I usually try to enjoy older films without subjecting them to rigors of contemporary sexual politics, as such framing can not only distort the film's intended meaning at the time it was produced, but contemporary notions about gender dynamics sometimes feel deliberately abstracted from reality, as they seek to project a new idealized mode of interaction rather than reflect and illuminate actualities. The little Irish drama Daughter of Darkness (1948) is an odd case, in that it seems to hint at forward-thinking ideas about female sexuality while being caught in a mindset that not only plays poorly today, but is too simplistic dramatically to satisfy any but the most reactionary viewers.
Siobhán McKenna stars as Emmy, a brooding young woman whose innate sensuality rankles the proper women of her Irish village; they disapprove not only of Emmy's effect on the village men but of some intangible quality which they sense in her presence and find inexplicably disturbing. Although she is prone to dark moods, manifested by her ominous late-night riffs on the church organ, Emmy tries to make the best of her pariah status, remaining friendly in the face of unearned scorn and wrestling with the dissonance of enjoying the flattery of male attention while dreading its one-note predictability.
This first section of Daughter of Darkness feels shockingly modern, at times, and is where the movie is at its most interesting, depicting its title character in a series of difficult positions projected upon her by prejudice and largely out of her control. Director Lance Comfort confronts the deceptively complex conflict matrix that builds around sexual urges in an old-fashioned environment that looks suspiciously at (and responds poorly to) female expression.

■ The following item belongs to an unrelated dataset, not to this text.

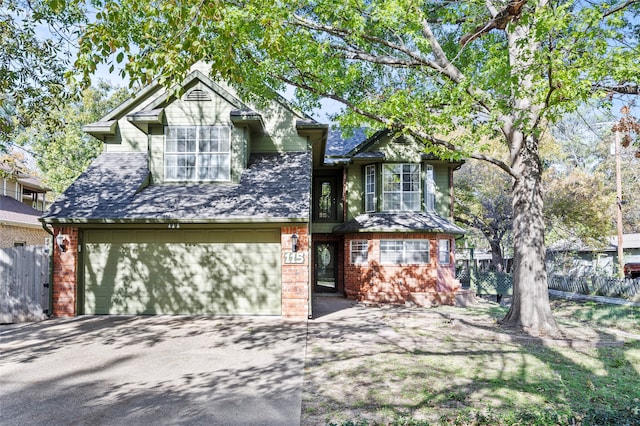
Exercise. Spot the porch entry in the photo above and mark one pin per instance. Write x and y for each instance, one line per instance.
(326, 267)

It's the latter half of Daughter of Darkness, however, where the unfortunately prolific word "problematic" arises. Comfort and writer Max Catto discard all of the seemingly intentional nuance developed during the first act and turn Emmy into an increasingly uninteresting figure of base instincts, such as might have been found in a simplistic sermon about the hazards of wanton women. This confirmation that Emmy is, indeed, a one-dimensional succubus, fully justifying the dread she inspires in annoying moral busybodies, not only feels like a betrayal of the character, but also undermines the film's primary appeal to contemporary viewers and confirms the worst expectations of an essentially backwards portrayal of women in film.

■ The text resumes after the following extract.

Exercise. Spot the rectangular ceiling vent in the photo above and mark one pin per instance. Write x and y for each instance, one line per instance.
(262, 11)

Still, Daughter of Darkness, despite its ultimate letdown, features several fine qualities, not the least of which is McKenna's offbeat presence in the title role. Before the script gets pulled out from under her, she presents a compelling mixture of allure, naivete, guile and perseverance; a compelling object of consternation from both men and women. Cinematographer Stanley Pavey works out some nice, stark moments of light and shadow which capably cross-pollinate from both the Gothic horror tones of the opening credits and its noirish femme fatale themes. It's fun to see Honor Blackman in her early 20s, a decade-and-half prior to becoming her own problematic figure as Pussy Galore in the James Bond adventure Goldfinger. And, even though its climactic turn is dispiriting, there is, nevertheless, some camp value in the shockingly extreme final act of Daughter of Darkness, especially in its abrupt final moment.